8.1. Data Source Examples#

We have selected two examples to demonstrate file wrangling concepts: a government survey about drug abuse; and administrative data from the San Francisco Department of Public Health about restaurant inspections. Before we start wrangling, we give an overview of the data scope for these examples (see Chapter 2).

8.1.1. Drug Abuse Warning Network (DAWN) Survey#

DAWN is a national health-care survey that monitors trends in drug abuse. The survey aims to estimate the impact of drug abuse on the country’s health-care system and improve how emergency departments monitor substance abuse crises. DAWN was administered annually from 1998 through 2011 by the Substance Abuse and Mental Health Services Administration (SAMHSA). In 2018, due in part to the opioid epidemic, the DAWN survey was restarted. In this example, we look at the 2011 data, which have been made available through the SAMHSA Data Archive.

The target population consists of all drug-related emergency room visits in the US. These visits are accessed through a frame of emergency rooms in hospitals (and their records). Hospitals are selected for the survey through probability sampling (see Chapter 3), and all drug-related visits to the sampled hospital’s emergency room are included in the survey. All types of drug-related visits are included, such as drug misuse, abuse, accidental ingestion, suicide attempts, malicious poisonings, and adverse reactions. For each visit, the record may contain up to 16 different drugs, including illegal drugs, prescription drugs, and over-the-counter medications.

The source file for this dataset is an example of fixed-width formatting that requires external documentation, like a codebook, to decipher. Also, it is a reasonably large file and so motivates the topic of how to find a file’s size. And the granularity is unusual because an ER visit, not a person, is the subject of investigation.

The San Francisco restaurant files have other characteristics that make them a good example for this chapter.

8.1.2. San Francisco Restaurant Food Safety#

The San Francisco Department of Public Health routinely makes unannounced visits to restaurants and inspects them for food safety. The inspector calculates a score based on the violations found and provides descriptions of the violations. The target population here is all restaurants in San Francisco. These restaurants are accessed through a frame of restaurant inspections that were conducted between 2013 and 2016. Some restaurants have multiple inspections in a year, and not all of the 7,000+ restaurants are inspected annually.

Food safety scores are available through the city’s Open Data initiative, called DataSF. DataSF is one example of city governments around the world making their data publicly available; the DataSF mission is to “empower the use of data in decision making and service delivery” with the goal of improving the quality of life and work for residents, employers, employees, and visitors.

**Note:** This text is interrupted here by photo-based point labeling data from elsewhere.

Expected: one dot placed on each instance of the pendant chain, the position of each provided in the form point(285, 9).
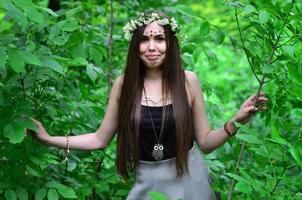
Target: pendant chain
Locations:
point(158, 149)
point(161, 128)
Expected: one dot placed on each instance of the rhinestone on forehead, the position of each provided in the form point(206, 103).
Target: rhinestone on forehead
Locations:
point(145, 19)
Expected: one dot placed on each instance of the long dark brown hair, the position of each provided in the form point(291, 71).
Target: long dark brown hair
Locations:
point(173, 82)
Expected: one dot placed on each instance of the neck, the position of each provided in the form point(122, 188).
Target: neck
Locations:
point(153, 74)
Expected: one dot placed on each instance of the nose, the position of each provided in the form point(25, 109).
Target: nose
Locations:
point(151, 46)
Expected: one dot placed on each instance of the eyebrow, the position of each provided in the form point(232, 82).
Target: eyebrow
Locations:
point(161, 34)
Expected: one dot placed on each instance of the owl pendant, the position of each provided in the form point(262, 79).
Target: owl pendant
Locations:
point(158, 152)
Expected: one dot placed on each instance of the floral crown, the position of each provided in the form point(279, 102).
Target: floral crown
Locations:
point(145, 19)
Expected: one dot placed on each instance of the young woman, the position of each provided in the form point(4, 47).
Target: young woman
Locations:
point(157, 110)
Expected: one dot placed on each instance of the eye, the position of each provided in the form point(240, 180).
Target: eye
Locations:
point(161, 39)
point(144, 39)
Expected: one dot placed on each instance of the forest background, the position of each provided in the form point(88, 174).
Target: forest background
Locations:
point(58, 60)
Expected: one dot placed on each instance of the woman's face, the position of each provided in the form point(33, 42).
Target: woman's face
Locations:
point(153, 45)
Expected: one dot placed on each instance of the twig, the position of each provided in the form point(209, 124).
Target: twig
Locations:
point(274, 48)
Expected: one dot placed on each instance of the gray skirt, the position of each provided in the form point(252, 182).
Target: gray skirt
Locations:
point(161, 177)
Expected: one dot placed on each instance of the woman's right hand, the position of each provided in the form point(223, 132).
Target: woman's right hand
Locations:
point(41, 135)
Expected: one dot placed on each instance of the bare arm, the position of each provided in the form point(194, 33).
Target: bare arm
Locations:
point(89, 141)
point(208, 139)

San Francisco requires restaurants to publicly display their scores (see Figure 8.1 for an example placard).1 These data offer an example of multiple files with different structures, fields, and granularity. One dataset contains summary results of inspections, another provides details about the violations found, and a third contains general information about the restaurants. The violations include both serious problems related to the transmission of foodborne illnesses and minor issues such as not properly displaying the inspection placard.

../../_images/scoreCardSmall.png

Fig. 8.1 A food safety scorecard displayed in a restaurant; scores range between 0 and 100#

Both the DAWN survey data and the San Francisco restaurant inspection data are available online as plain-text files. However, their formats are quite different, and in the next section, we demonstrate how to figure out a file format so that we can read the data into a dataframe.


1

In 2020, the city began giving restaurants color-coded placards indicating whether the restaurant passed (green), conditionally passed (yellow), or failed (red) the inspection. These new placards no longer display a numeric inspection score. However, a restaurant’s scores and violations are still available at DataSF.